The desire to have Curaçao be part of the SOFA became clear immediately after Hurricane Irma struck St. Maarten in September 2017. The fact that the SOFA did not apply to Curaçao made it difficult to deploy military personnel from the US from Curaçao to St. Maarten to assist US citizens who were stranded on St. Maarten due to the hurricane.
Dutch Minister of Foreign Affairs Stef Blok explained this in his response to a list of questions submitted by the Permanent Committee for Foreign Affairs of the Second Chamber of the Dutch Parliament last week, regarding the process to make Curaçao part of the SOFA.
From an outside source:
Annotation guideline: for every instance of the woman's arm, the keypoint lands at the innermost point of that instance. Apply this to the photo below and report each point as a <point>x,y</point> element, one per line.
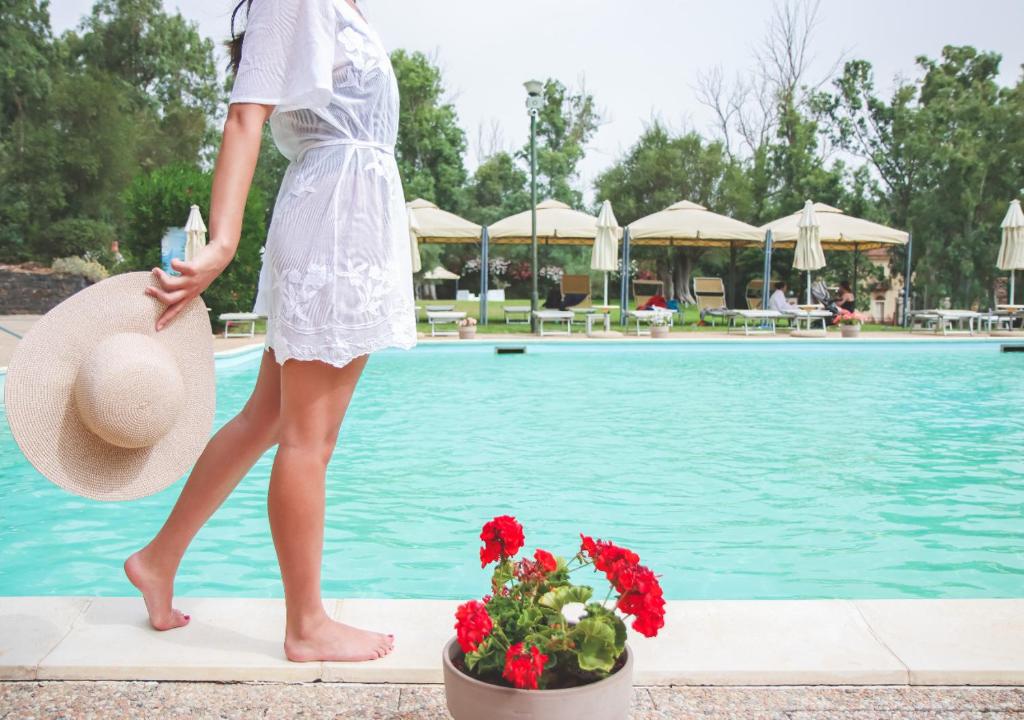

Aruba and St. Maarten are already party to this treaty between the US and the Kingdom regarding the status of US military personnel in the Dutch Caribbean. The Curaçao government at the time was not interested in joining when the treaty became effective in 2013. On September 1, 2018, the treaty was automatically extended for a five-year period.
The SOFA delineates the framework within which US military visits can take place in the Dutch Caribbean. Blok clarified that having a SOFA did not mean that the US could just enter the Dutch Caribbean without any prior consultation and permission by local authorities.
The minister explained that aside from the experiences with Hurricane Irma, there were two other reasons for Curaçao to become a party to the treaty – the training possibilities and the economic advantages. The SOFA makes it possible to have trainings and exercises, to have US military vessels visit and to provide assistance in case of a natural disaster.
Blok emphasized that including Curaçao in the SOFA did not mean that the Kingdom agreed with a military intervention of the US in Venezuela through Curaçao. “Such military deployment requires separate, explicit approval of the Kingdom.”
The minister said he understood the concerns of the Curaçao people and Parliament regarding the island’s hub function for humanitarian aid from the US for Venezuela. “It is important to understand that this concerns a civil humanitarian mission and not a military operation,” he said.
Blok noted that the deteriorated relations between the US and Venezuela, and the decision to use Curaçao as a hub for humanitarian aid were not the reasons for Curaçao to join the SOFA. When the process started in March 2018 to have Curaçao become part of the SOFA, it was not clear how the relations with Venezuela would evolve.